Trans Alaska Pipeline

"The 800-mile-long Trans Alaska Pipeline System (TAPS) is one of the largest pipeline systems in the world. It stretches from Prudhoe Bay on Alaska’s North Slope, through rugged and beautiful terrain, to Valdez, the northernmost ice-free port in North America. Since pipeline startup in 1977, Alyeska Pipeline Service Company, the operator of TAPS, has successfully transported over 15 billion barrels of oil." [1]

Offshore Drilling

On November 1, 2001, then Interior Secretary Gale Norton and her senior advisor for Alaska affairs, former Alaska State Senator and oil industry insider, Drue Pearce, announced that "the first oil from federal waters off Alaska" had been produced "at the BP Exploration Northstar project," which "became the first outer continental shelf development project since federal offshore leasing began in 1976 off Alaska" and is "the first buried subsea pipeline in the Arctic to be used for full-time production. The pipeline is buried 7-11 feet below the seafloor to avoid ice impacts." [2]
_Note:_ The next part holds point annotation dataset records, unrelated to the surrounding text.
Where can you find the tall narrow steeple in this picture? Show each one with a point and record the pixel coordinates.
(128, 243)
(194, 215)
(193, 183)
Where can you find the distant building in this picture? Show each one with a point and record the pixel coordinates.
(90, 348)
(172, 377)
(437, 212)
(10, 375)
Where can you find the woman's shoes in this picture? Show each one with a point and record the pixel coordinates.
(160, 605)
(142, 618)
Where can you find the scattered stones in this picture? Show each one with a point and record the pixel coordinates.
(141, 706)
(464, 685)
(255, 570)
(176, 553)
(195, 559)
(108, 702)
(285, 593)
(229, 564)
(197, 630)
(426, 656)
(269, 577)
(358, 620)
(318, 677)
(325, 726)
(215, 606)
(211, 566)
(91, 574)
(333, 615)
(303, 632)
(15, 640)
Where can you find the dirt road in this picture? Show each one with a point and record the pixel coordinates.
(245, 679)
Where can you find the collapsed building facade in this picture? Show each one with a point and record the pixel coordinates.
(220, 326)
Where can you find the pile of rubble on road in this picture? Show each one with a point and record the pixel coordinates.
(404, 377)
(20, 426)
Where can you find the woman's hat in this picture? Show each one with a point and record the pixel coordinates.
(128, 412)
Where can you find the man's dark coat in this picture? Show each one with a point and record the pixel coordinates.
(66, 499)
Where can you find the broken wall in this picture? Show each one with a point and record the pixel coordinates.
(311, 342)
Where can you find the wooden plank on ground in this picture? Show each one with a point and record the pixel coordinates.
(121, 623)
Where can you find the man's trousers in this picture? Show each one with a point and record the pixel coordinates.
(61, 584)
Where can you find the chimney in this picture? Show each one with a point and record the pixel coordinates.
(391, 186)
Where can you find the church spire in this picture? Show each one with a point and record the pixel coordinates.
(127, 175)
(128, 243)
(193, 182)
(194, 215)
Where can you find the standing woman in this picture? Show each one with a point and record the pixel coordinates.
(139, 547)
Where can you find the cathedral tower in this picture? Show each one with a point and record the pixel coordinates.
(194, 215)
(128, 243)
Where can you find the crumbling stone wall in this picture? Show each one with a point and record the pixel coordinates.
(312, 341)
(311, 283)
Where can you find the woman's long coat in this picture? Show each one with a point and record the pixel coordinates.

"The Northstar project is a federal-state unit located about 12 miles northwest of Prudhoe Bay in the Alaskan Beaufort Sea and includes three federal and five state leases. About 16 percent of the Northstar reserves are allocated to federal leases and would represent approximately $120 million in federal royalty in future years. The federal leases are also within the OCS boundaries that entitle the state of Alaska to receive 27 percent of federal revenues. BP holds a 98 percent working interest in the field. Murphy Oil Corporation holds a 2 percent working interest." [3]

Norton said that the project was "calculated to produce 175 million barrels of oil – enough energy to fuel nearly 1 million American automobiles for six years." [4]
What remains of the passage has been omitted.